An American has taken out an advert in the Times to lay claim to the British throne.
Allan Evans, of Colorado, says he is a descendant of a royal Welsh line dating back to the third century, and that “in 30 days’ time” he “shall claim his royal estate”.
I was reading about Evans’ dubious claim to the crown just as Labour’s John McDonnell appeared on TV yesterday morning, spouting similarly delusional plans about what he would do as chancellor “when we take power”. It’s hard to know whose claim to take more seriously.
Labour currently lags behind the Tory party in every demographic of voter: young or old, male or female, north or south. And yet listening to McDonnell you’d think his party was on the cusp of Downing Street.
Read more: Corbyn's wrong: The system isn't rigged
Obviously it’s his job to display confidence, but the truth is that Labour are further away from power now than they have been for decades.
With each passing day, Corbyn & Co seem to retreat further into an ideological comfort zone that resonates loudly on Twitter but fails to connect with the vast majority of voters.
McDonnell’s latest wheeze is to propose that anyone who earns more than £1m be forced to publicly disclose their tax return.
This is hardly the work of a party comfortable with the notions of aspiration and wealth creation. Even Owen Jones, an early adopter of Corbynmania, now says a change of leader is required. But the problem lies not just with the messenger, but the message. There’s more chance of King Allan than there is of Prime Minister Corbyn.

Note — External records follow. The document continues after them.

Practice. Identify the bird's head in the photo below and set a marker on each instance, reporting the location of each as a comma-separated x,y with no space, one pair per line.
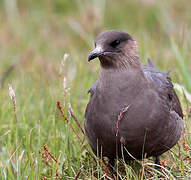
115,49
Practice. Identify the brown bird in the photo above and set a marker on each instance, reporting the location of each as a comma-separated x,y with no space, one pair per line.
133,108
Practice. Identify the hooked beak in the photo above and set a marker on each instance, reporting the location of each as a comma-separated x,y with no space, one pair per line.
95,53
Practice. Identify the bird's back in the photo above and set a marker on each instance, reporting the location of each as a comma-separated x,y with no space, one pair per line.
153,119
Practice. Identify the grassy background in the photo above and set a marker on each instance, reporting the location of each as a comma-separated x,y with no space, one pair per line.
35,35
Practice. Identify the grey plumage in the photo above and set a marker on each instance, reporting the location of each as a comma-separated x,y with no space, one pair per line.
153,122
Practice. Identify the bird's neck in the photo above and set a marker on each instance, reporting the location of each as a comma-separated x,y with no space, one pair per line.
121,64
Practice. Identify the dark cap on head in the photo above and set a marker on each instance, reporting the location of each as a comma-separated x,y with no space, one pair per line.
114,48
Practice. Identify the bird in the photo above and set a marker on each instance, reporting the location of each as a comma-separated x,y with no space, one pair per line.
133,111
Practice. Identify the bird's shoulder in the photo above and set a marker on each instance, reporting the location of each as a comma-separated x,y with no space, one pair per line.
164,86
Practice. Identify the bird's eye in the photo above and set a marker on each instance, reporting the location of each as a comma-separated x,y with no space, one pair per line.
115,43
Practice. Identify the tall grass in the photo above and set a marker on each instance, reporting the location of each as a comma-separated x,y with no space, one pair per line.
42,144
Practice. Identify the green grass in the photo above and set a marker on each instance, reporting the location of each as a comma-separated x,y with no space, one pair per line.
34,36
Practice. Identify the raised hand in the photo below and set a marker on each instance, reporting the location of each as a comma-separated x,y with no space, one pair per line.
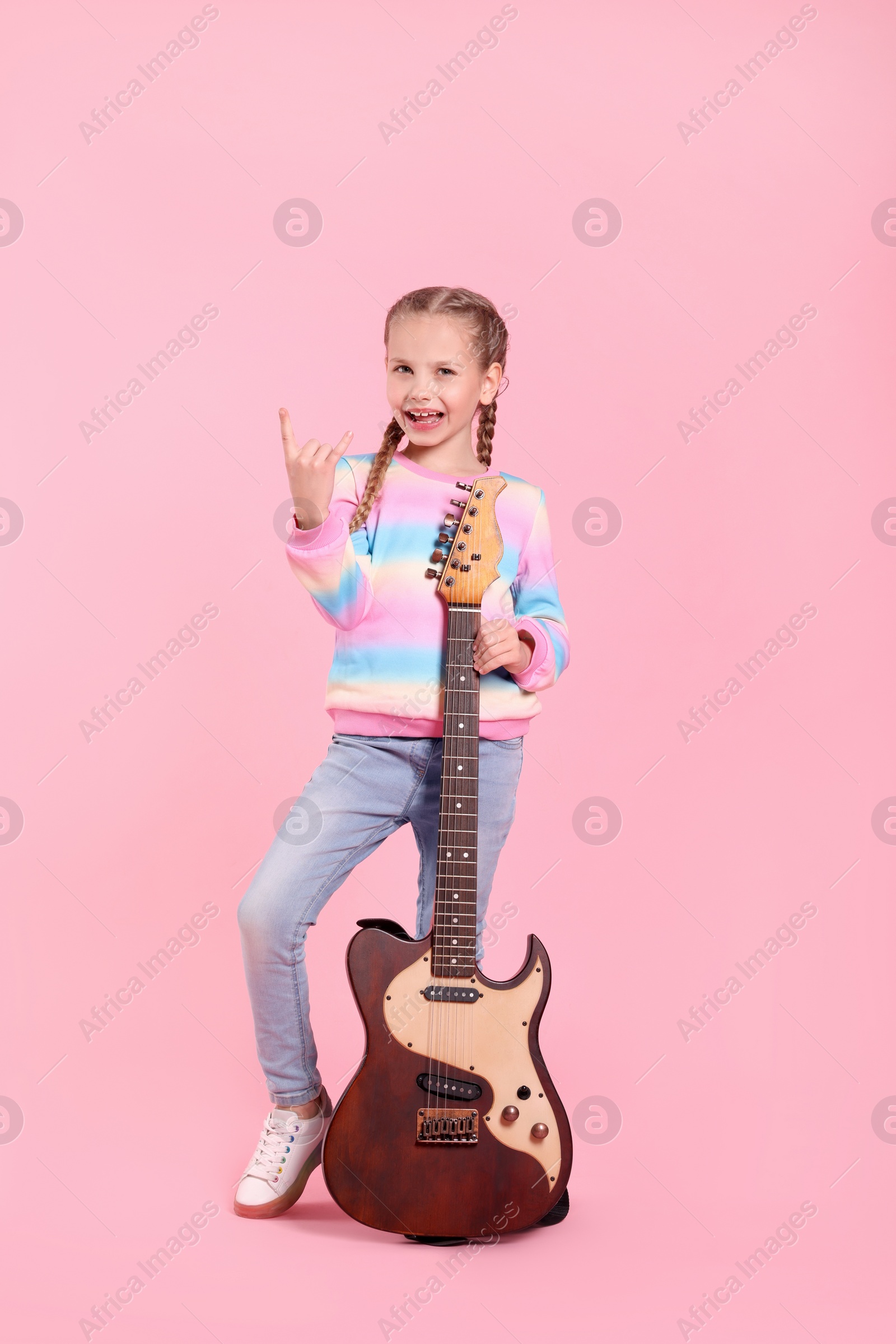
311,471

Brexiteers attempt to spread some cheer
The Remain campaign’s ill-fated attempt to convince the electorate that a Leave vote would trigger immediate catastrophe was dubbed Project Fear.
Eight months on from the vote and the Brexit camp are feeling bullish enough to promote Project Cheer. Booklets detailing evidence of post-vote confidence have proved a hit with Brexiteers.
Tory MP Steve Baker is even handing them out to MPs in the lobby of parliament.
Someone's spying on Trump's top EU aide
Ted Malloch, who may or may not end up as Trump’s ambassador to the EU, was in a bullish mood at a dinner for journalists and policy wonks last night. He’s had a rough ride in certain quarters of the media, but might bad press be the least of his worries?
He tells me that hackers are targeting his emails. Could it be the Russians? “It’s coming from somewhere in Europe,” he says – and he’s hired investigators to look into it.
Trading old views for bold new ones
This week I interviewed a top expert in international trade, Shanker Singham. Despite having voted Remain, he is now convinced of the opportunities presented by the UK’s departure from the EU.
He tells me “the biggest mistake we could make now would be a lack of ambition”. It’s a bold and refreshing perspective, and the interview will run next week.
Gove takes to Twitter like a duck to water
The singer James Blunt likes to reply to all the insults he attracts on Twitter. Now it seems as if Michael Gove is adopting the same approach to online trolls.
“You’re a maggot” tweeted one critic. Gove’s reply? “Civility in discourse.” Another keyboard warrior who replied to Gove with “f**k off you t**t” was congratulated by the former education secretary for his “Socratic dialogue”. Keep it up, Michael.